To me, the difference in the game was foul shooting and, ultimately, coaching. As a team, coming into Saturday's contest, our foul shooting, was, foul. Through 13 games, Georgia converting from the charity stripe at about a 62% clip. The early season, double overtime loss to Notre Dame was due to horrible foul shooting, where the Red and Black went 10-20 from the line, a not-so-neat 50%. Fast forward to Saturday and the Dawgs exceeding anyone's wildest expectations by shooting an unconcious 88% from the foul line, going 30-34. As we were pulling away, Kentucky had to foul. This would have been good strategy 6 weeks ago last week. Whatever Coach Fox said to the team and whatever drills he had them do, it paid off with dividends.
Mark Fox did everything right. He's emotional, but measured. He displays a control on the sideline, but gets his point across when those emotions are warranted. Obviously, he prepared his team for victory. I'm sure he communicated to his team to not panic for the inevitable post-halftime run that Kentucky would make, and eventually, fade away. He made constant adjustments, including a key time-out when Georgia was not dealing with Kentucky's press very well. He drew up some plays on-the-fly to maximize Trey Thompkins (particularly late) and to keep the pressure on a Kentucky team that was in foul trouble early. In short, Coach Fox did everything right and had his guys up to the challenge.
What we have in Mark Fox is a coach who understands the situation he came to, understands what he needs to do to win (the right way) and understands where he's going.

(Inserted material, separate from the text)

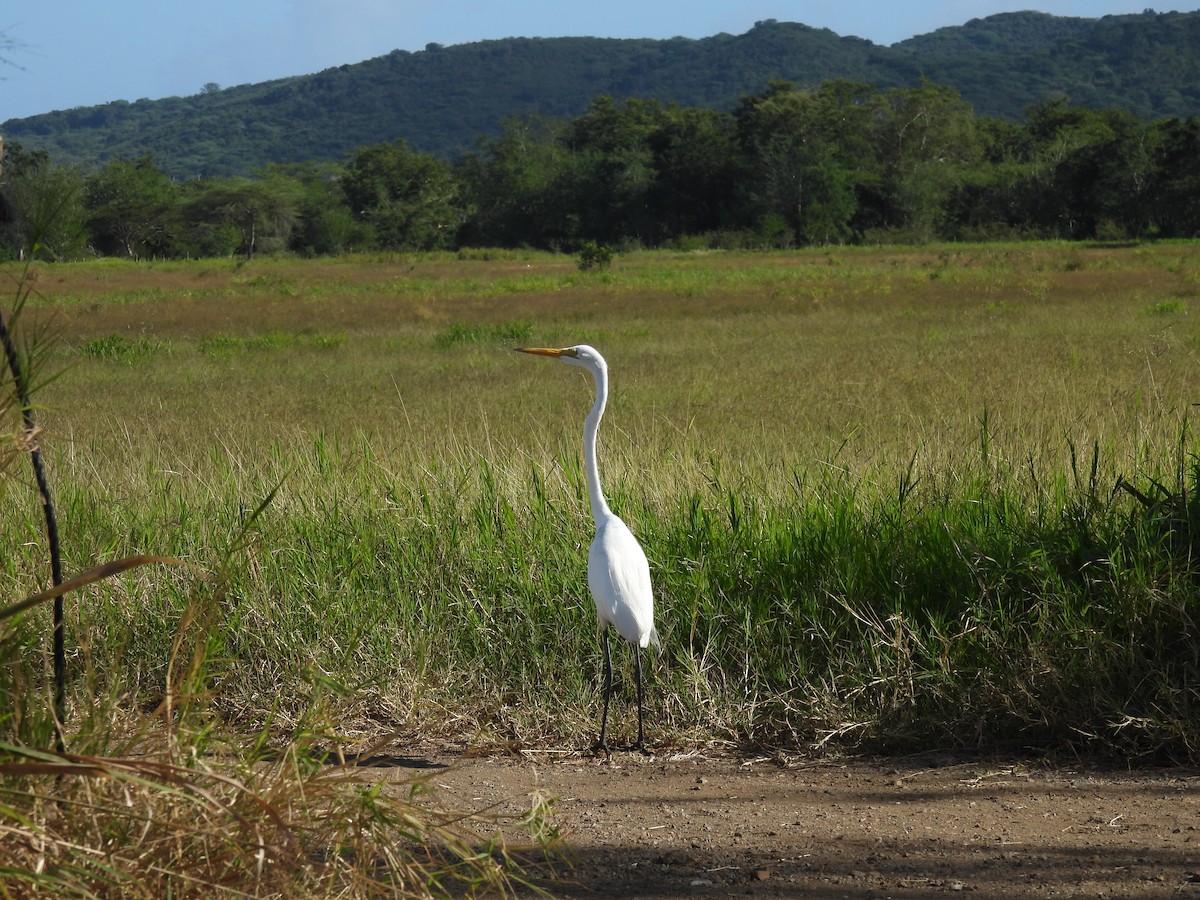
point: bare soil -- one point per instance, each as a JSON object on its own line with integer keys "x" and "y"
{"x": 702, "y": 823}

His "Tweet" in response to those fans that were chanting "overrated" was perfect.
But please do me 1 favor, next time please chant underrated not overrated. UK's a great team-not an overrated one. Today we were underrated
This was awesome. Winning with class isn't just for the guys on the floor.
In reading through a few comments last night, one Kentucky fan (perhaps optimistically) agreed that Fox was a good coach who would only be in Athens long enough to secure interest from "a bigger program." We're a pretty big program, but I get his point. Why risk it? Whatever it takes, we need to lock this guy up. It's awfully hard to awaken a sleeping giant. Our man has the giant not only awakened, he's at the breakfast table. Feed him.